A Bardonecchia, una delle mete classiche degli sciatori torinesi, ma polo d’attrazione anche per turisti provenienti da Francia e Regno Unito, questa mattina è tornata la normalità dopo che ieri sera, intorno alle ore 20, alcune esalazioni di pentasolfuro di fosforo avevano costretto all’evacuazione della stazione.

Sul treno merci, proveniente da Vercelli e diretto in Francia, i vigili del fuoco hanno accertato l’assenza di falle nei due container, ma il convoglio è stato successivamente condotto allo scalo ferroviario di Orbassano dove sono stati effettuati ulteriori controlli.

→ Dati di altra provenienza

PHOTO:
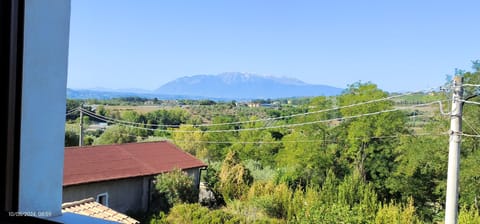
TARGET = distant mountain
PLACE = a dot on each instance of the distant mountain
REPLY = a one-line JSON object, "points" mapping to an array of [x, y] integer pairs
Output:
{"points": [[102, 93], [244, 86]]}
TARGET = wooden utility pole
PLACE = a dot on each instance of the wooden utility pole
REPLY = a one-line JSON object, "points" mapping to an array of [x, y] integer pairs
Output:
{"points": [[451, 204], [80, 138]]}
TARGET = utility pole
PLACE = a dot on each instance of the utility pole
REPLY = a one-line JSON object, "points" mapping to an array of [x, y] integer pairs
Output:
{"points": [[80, 140], [451, 204]]}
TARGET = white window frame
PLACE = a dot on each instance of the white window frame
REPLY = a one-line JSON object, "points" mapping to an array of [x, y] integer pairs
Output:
{"points": [[103, 195]]}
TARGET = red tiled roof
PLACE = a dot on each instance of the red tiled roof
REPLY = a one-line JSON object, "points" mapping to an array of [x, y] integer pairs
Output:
{"points": [[109, 162], [90, 207]]}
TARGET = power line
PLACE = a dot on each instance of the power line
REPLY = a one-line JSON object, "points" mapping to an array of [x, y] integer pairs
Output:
{"points": [[470, 125], [268, 127], [72, 111], [468, 135], [472, 85]]}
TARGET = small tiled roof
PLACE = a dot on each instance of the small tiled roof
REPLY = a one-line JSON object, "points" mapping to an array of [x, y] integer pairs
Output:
{"points": [[89, 207], [110, 162]]}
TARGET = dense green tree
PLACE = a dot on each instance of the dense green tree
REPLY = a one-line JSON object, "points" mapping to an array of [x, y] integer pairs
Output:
{"points": [[234, 177], [174, 187]]}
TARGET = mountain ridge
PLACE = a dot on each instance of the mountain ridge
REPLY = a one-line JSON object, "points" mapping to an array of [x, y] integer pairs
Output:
{"points": [[223, 86], [244, 85]]}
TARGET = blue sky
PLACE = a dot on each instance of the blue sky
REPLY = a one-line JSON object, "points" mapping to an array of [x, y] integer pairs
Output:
{"points": [[399, 45]]}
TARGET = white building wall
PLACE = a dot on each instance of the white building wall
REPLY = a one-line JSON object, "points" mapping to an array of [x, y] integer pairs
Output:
{"points": [[46, 35]]}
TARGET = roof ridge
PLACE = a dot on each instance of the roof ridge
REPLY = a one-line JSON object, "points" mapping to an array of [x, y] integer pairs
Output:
{"points": [[76, 203], [129, 143]]}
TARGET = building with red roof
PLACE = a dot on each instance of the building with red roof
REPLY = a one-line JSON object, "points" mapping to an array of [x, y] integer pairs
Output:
{"points": [[122, 176]]}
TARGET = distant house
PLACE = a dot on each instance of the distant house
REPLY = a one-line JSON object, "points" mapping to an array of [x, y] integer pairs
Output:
{"points": [[122, 176]]}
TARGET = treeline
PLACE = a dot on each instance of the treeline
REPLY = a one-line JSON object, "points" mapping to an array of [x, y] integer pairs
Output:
{"points": [[355, 164]]}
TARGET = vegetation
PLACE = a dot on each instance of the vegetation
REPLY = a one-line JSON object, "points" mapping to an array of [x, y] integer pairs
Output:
{"points": [[305, 162]]}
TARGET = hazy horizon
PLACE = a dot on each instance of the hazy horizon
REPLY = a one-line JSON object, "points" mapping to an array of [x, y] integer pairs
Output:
{"points": [[400, 46]]}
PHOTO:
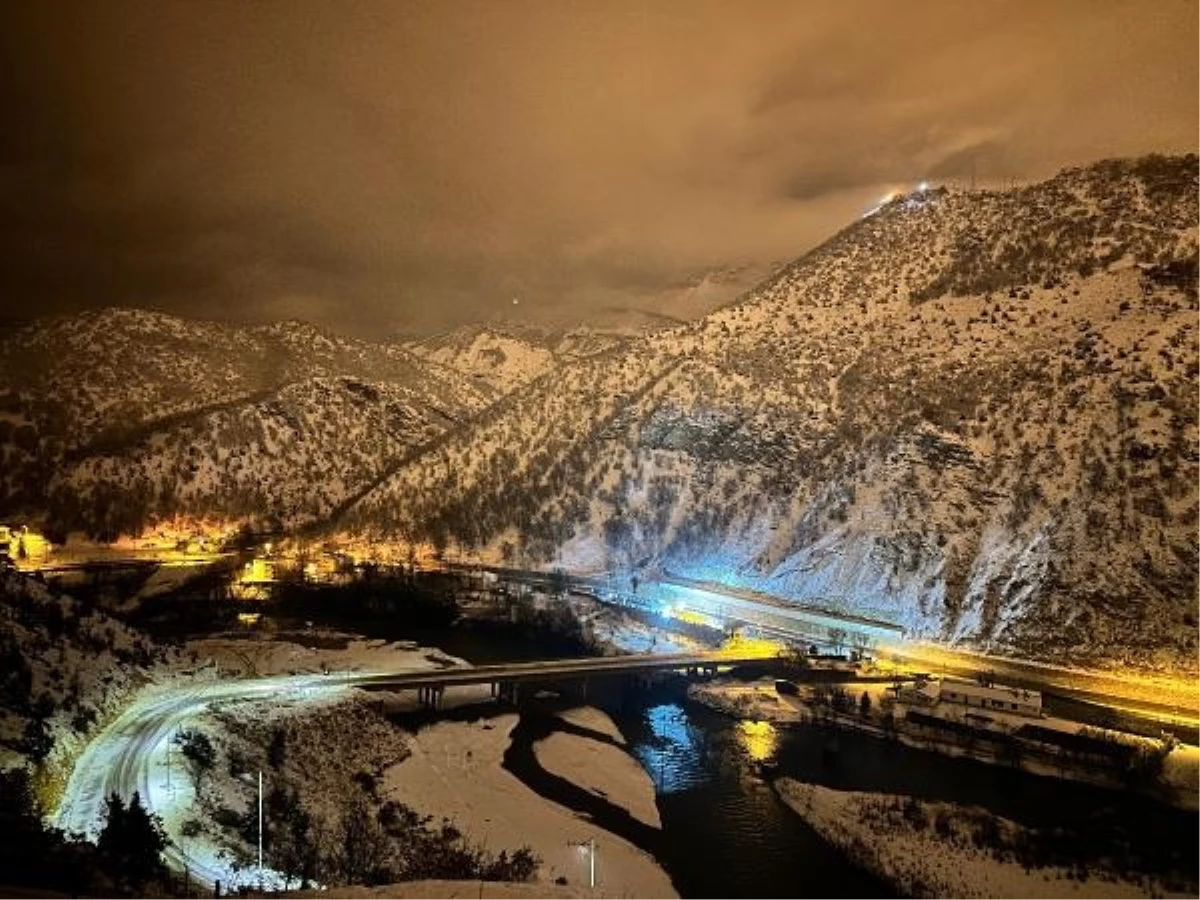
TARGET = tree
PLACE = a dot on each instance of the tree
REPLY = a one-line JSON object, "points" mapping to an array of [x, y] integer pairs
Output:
{"points": [[277, 751], [363, 847], [131, 844], [36, 742], [198, 753]]}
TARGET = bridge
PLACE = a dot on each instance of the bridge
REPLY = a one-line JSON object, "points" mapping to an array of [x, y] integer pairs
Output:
{"points": [[505, 679]]}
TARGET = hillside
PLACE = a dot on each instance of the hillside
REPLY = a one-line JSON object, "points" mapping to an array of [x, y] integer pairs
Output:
{"points": [[109, 420], [501, 359], [975, 414]]}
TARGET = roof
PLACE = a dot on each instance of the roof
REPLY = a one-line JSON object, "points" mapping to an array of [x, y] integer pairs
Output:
{"points": [[1009, 695]]}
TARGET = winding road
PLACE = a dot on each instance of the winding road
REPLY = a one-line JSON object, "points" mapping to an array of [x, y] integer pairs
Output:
{"points": [[133, 753]]}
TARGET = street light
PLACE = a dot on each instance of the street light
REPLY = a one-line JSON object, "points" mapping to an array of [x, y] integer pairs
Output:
{"points": [[589, 845]]}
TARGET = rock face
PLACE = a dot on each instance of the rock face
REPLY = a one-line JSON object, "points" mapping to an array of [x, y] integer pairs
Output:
{"points": [[975, 414]]}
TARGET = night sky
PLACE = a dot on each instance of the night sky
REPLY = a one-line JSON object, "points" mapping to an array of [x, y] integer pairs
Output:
{"points": [[389, 167]]}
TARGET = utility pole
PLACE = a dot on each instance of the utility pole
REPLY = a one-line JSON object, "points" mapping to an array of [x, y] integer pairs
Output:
{"points": [[261, 826], [589, 845]]}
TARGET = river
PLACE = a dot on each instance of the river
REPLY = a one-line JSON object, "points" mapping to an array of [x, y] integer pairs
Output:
{"points": [[725, 833]]}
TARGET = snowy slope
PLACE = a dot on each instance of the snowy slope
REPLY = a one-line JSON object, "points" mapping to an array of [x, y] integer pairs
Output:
{"points": [[111, 419], [975, 414]]}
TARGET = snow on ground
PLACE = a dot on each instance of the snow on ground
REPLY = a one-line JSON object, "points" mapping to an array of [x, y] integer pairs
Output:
{"points": [[449, 891], [921, 863], [754, 700], [604, 769], [455, 771], [316, 652], [761, 702]]}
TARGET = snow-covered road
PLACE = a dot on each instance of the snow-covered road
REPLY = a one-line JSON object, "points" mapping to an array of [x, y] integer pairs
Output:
{"points": [[133, 753]]}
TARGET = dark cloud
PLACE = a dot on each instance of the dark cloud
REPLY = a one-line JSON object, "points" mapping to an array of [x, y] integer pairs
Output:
{"points": [[411, 166]]}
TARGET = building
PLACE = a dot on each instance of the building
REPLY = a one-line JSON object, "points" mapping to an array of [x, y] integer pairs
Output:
{"points": [[997, 699]]}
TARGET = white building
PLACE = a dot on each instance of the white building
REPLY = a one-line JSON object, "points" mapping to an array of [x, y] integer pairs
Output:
{"points": [[997, 699]]}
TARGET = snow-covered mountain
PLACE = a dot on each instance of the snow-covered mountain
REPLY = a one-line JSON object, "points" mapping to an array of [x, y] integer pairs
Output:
{"points": [[976, 414], [113, 419], [972, 413], [502, 358]]}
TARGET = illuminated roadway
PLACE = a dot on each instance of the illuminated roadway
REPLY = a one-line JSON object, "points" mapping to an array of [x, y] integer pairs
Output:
{"points": [[132, 753]]}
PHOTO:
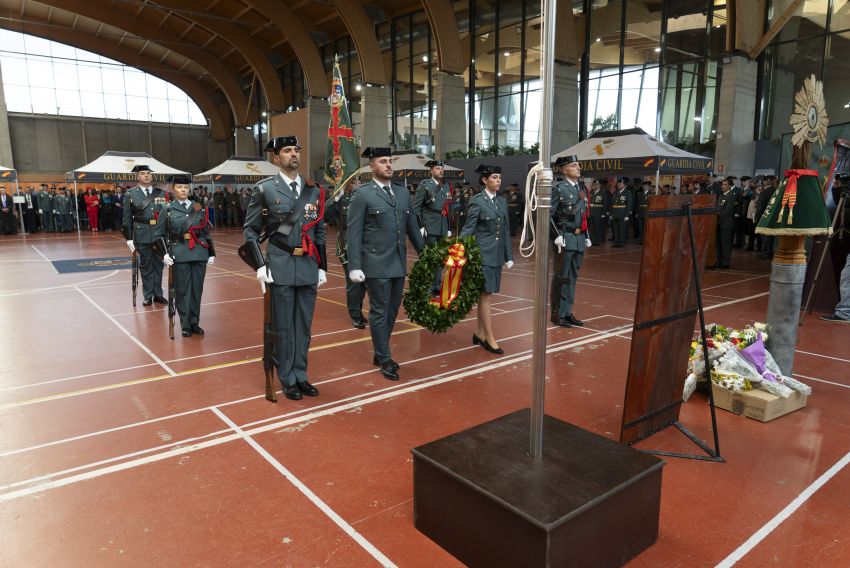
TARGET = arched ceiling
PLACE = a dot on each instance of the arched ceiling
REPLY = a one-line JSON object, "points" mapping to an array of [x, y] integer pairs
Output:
{"points": [[233, 50]]}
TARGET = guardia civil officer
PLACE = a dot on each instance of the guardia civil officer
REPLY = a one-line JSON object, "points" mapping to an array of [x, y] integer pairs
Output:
{"points": [[379, 216], [600, 208], [488, 222], [142, 206], [183, 233], [354, 291], [431, 205], [569, 220], [622, 203], [289, 208]]}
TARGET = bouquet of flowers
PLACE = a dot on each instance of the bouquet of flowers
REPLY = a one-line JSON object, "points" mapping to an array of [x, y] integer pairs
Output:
{"points": [[739, 362]]}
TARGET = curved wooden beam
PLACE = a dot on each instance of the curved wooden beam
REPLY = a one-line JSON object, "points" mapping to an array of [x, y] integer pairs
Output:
{"points": [[362, 32], [441, 17], [242, 41], [219, 128], [295, 31], [99, 11]]}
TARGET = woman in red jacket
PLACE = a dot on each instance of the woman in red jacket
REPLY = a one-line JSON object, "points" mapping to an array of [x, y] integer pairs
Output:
{"points": [[92, 208]]}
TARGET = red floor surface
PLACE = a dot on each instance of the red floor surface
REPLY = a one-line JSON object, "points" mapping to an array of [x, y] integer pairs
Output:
{"points": [[123, 448]]}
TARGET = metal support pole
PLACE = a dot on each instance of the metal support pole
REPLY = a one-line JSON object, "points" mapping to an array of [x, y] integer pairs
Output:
{"points": [[541, 259]]}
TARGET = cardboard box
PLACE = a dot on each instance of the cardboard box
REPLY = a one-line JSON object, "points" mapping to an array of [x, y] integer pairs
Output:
{"points": [[757, 404]]}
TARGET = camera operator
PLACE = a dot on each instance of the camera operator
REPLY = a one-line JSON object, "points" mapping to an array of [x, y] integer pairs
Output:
{"points": [[841, 187]]}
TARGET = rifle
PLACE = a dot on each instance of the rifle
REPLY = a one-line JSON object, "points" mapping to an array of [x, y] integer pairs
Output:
{"points": [[172, 302], [270, 336], [134, 278]]}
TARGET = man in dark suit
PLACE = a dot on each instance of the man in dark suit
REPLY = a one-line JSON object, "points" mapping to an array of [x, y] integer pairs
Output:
{"points": [[290, 208], [141, 211], [379, 216], [432, 210], [726, 208]]}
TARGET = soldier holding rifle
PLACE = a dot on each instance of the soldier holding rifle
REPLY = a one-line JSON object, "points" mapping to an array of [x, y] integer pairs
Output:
{"points": [[287, 210]]}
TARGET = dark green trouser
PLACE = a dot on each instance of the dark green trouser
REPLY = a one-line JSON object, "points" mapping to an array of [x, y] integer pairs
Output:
{"points": [[189, 285]]}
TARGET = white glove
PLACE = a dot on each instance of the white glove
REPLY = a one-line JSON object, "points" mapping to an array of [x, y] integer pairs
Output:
{"points": [[264, 276]]}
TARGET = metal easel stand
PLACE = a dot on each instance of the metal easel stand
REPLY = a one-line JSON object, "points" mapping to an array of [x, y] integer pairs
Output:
{"points": [[712, 454]]}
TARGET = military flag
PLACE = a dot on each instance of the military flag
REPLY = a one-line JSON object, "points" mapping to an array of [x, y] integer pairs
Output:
{"points": [[341, 160]]}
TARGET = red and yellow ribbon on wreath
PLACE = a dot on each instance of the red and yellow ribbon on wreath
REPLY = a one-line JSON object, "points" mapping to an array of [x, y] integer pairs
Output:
{"points": [[451, 278]]}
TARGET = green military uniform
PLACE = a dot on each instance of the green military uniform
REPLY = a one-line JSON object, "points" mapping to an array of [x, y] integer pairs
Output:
{"points": [[45, 210], [294, 271], [354, 291], [569, 207], [600, 208], [377, 224], [62, 205], [622, 202], [488, 222], [431, 210], [141, 210], [186, 234]]}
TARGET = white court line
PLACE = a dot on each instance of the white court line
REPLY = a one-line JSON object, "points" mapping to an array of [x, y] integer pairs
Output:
{"points": [[47, 260], [133, 338], [315, 499], [782, 515], [824, 356], [821, 380]]}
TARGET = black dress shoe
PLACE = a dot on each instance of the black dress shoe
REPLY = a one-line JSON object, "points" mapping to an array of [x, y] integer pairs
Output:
{"points": [[308, 389], [389, 371], [391, 362], [292, 393]]}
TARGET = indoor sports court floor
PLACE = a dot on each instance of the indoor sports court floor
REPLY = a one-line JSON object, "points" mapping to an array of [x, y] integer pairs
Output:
{"points": [[123, 448]]}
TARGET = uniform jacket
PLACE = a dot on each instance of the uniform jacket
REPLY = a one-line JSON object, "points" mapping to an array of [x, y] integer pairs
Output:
{"points": [[622, 203], [600, 203], [278, 198], [173, 225], [487, 220], [726, 209], [428, 204], [376, 230], [139, 223], [566, 213]]}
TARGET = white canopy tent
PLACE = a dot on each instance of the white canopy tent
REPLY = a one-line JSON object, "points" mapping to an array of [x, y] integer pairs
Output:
{"points": [[8, 175], [238, 170], [633, 152], [115, 167]]}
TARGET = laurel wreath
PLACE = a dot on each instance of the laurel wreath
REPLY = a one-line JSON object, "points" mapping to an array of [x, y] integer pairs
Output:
{"points": [[417, 299]]}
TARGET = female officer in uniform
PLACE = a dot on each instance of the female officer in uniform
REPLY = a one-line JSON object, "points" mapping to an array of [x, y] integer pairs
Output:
{"points": [[183, 230], [487, 220]]}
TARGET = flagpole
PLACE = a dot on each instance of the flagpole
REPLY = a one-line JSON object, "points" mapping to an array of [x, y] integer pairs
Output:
{"points": [[541, 259]]}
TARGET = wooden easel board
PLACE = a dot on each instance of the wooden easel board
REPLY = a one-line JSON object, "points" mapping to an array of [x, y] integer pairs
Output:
{"points": [[665, 312]]}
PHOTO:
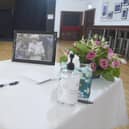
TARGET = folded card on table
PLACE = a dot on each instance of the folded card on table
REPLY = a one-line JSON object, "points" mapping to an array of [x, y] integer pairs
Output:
{"points": [[39, 76]]}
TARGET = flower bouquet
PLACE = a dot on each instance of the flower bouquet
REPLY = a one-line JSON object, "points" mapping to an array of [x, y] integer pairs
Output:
{"points": [[97, 52]]}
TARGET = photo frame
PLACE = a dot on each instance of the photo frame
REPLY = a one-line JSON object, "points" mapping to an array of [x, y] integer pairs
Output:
{"points": [[104, 10], [124, 14], [34, 47], [117, 8]]}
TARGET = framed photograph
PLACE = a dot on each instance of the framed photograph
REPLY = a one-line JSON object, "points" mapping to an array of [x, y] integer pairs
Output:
{"points": [[117, 8], [124, 14], [34, 47], [104, 10], [110, 15], [125, 3]]}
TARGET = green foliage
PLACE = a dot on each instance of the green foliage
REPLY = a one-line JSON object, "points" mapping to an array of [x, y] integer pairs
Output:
{"points": [[99, 46]]}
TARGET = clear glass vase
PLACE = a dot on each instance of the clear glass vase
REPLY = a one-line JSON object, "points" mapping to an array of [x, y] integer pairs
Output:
{"points": [[85, 81], [68, 86]]}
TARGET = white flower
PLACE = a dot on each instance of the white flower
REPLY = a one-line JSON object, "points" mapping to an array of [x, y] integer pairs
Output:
{"points": [[123, 61]]}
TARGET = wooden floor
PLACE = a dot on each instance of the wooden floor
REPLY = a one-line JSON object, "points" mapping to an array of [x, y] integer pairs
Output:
{"points": [[6, 53]]}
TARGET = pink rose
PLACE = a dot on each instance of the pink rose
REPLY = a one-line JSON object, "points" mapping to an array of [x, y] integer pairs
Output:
{"points": [[91, 55], [116, 64], [104, 63], [93, 66], [110, 53], [97, 42]]}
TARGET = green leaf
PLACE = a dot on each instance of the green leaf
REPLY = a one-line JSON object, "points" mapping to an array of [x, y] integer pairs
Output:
{"points": [[63, 59], [116, 72]]}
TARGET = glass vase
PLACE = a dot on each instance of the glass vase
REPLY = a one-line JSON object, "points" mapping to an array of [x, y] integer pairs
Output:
{"points": [[85, 81]]}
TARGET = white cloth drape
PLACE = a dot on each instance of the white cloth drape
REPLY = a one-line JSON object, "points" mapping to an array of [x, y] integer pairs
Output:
{"points": [[31, 106]]}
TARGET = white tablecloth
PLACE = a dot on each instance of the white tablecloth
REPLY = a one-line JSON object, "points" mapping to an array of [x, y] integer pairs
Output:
{"points": [[31, 106]]}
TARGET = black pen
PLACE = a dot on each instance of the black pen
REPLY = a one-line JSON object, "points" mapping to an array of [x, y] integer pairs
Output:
{"points": [[85, 101], [10, 84]]}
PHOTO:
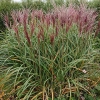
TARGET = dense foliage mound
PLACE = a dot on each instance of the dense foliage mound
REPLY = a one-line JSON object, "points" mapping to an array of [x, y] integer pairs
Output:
{"points": [[50, 56]]}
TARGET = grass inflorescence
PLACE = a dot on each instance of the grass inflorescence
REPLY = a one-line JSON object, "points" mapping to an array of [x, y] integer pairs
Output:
{"points": [[50, 56]]}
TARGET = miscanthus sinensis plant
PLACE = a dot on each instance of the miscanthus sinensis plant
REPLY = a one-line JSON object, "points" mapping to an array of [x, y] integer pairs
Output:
{"points": [[49, 56]]}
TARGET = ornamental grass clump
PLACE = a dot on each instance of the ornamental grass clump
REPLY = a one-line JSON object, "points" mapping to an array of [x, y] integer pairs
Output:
{"points": [[49, 56]]}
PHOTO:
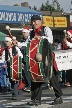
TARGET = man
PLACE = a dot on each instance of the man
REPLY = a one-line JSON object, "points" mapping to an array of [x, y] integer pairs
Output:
{"points": [[11, 51], [36, 87], [22, 45]]}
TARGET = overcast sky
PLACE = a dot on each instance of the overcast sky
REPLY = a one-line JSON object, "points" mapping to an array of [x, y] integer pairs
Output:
{"points": [[63, 3]]}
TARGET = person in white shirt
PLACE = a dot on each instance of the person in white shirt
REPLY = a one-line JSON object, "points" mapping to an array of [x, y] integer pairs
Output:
{"points": [[36, 87], [26, 37]]}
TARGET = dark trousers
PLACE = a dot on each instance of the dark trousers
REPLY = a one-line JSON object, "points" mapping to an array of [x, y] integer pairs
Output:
{"points": [[26, 76], [36, 88], [15, 89]]}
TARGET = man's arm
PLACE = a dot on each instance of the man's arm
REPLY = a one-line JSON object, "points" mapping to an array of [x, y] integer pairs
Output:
{"points": [[48, 34]]}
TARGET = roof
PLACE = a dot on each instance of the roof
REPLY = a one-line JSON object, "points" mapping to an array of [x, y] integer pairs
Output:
{"points": [[17, 9]]}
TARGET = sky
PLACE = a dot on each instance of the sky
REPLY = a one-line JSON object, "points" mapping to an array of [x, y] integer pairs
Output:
{"points": [[65, 4]]}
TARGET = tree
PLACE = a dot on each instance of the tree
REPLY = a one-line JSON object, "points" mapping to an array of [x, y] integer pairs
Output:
{"points": [[46, 7]]}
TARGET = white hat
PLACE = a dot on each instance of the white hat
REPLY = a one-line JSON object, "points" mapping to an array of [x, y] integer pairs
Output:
{"points": [[69, 32], [26, 29], [13, 37], [8, 38]]}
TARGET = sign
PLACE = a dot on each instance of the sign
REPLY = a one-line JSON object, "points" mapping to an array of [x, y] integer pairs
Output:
{"points": [[54, 21], [15, 17], [60, 22], [70, 20], [63, 59], [48, 21]]}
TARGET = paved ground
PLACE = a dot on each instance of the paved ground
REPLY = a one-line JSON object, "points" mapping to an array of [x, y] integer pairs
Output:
{"points": [[47, 99]]}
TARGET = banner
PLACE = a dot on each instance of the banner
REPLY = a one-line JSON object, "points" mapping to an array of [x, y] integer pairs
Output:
{"points": [[63, 59], [48, 21], [60, 22], [15, 17], [54, 21]]}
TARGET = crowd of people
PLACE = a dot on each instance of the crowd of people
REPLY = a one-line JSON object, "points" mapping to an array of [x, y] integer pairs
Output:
{"points": [[15, 48]]}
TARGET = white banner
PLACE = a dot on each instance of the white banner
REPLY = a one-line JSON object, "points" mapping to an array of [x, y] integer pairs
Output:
{"points": [[63, 59]]}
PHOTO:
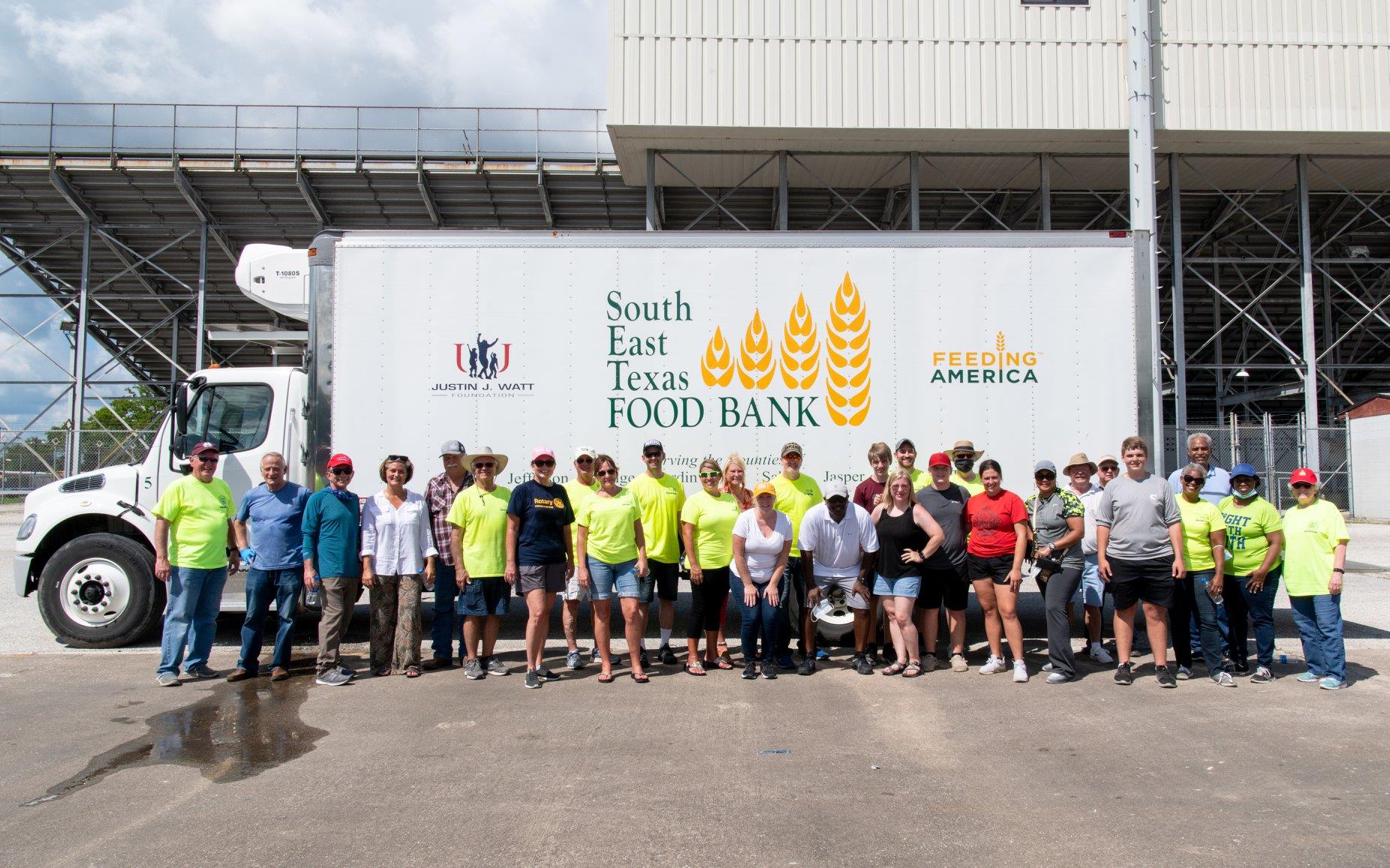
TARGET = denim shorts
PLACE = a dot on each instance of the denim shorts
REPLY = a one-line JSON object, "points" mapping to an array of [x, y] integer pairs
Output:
{"points": [[489, 596], [605, 577], [902, 587]]}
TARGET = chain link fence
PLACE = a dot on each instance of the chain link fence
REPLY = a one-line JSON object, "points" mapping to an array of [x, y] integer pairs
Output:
{"points": [[34, 458], [1275, 452]]}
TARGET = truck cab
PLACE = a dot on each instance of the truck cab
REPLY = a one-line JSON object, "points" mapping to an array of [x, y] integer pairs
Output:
{"points": [[86, 543]]}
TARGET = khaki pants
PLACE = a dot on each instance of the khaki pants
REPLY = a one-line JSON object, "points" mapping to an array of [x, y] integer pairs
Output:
{"points": [[338, 597], [395, 623]]}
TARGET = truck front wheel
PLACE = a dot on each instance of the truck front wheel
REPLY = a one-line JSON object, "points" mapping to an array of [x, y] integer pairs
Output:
{"points": [[99, 592]]}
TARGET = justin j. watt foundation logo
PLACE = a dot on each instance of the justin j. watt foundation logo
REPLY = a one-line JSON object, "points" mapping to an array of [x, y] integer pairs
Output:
{"points": [[796, 365], [985, 365]]}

Sono stati i ferrovieri in servizio a percepire il fastidioso odore della sostanza che viene utilizzata per la produzione di lubrificanti, pesticidi e batterie al litio. Le esalazioni provenivano da due container contenenti 58 tonnellate di pentasolfuro di fosforo. Sul posto sono intervenuti anche agenti della polizia di Stato e carabinieri che, a scopo precauzionale, hanno fatto evacuare lo scalo, la piazza del mercato e alcuni locali situati nelle vicinanze. Nelle operazioni di normalizzazione è intervenuto il nucleo speciale dei vigili del fuoco.

In mattinata la circolazione sulla linea internazionale Torino-Modane è tornata regolare.

Al netto dell’annosa questione Tav, la tratta ferroviaria valsusina era già salita agli onori delle cronache un paio di mesi fa per il transito notturno di scorie radioattive dirette dal vercellese alla Francia.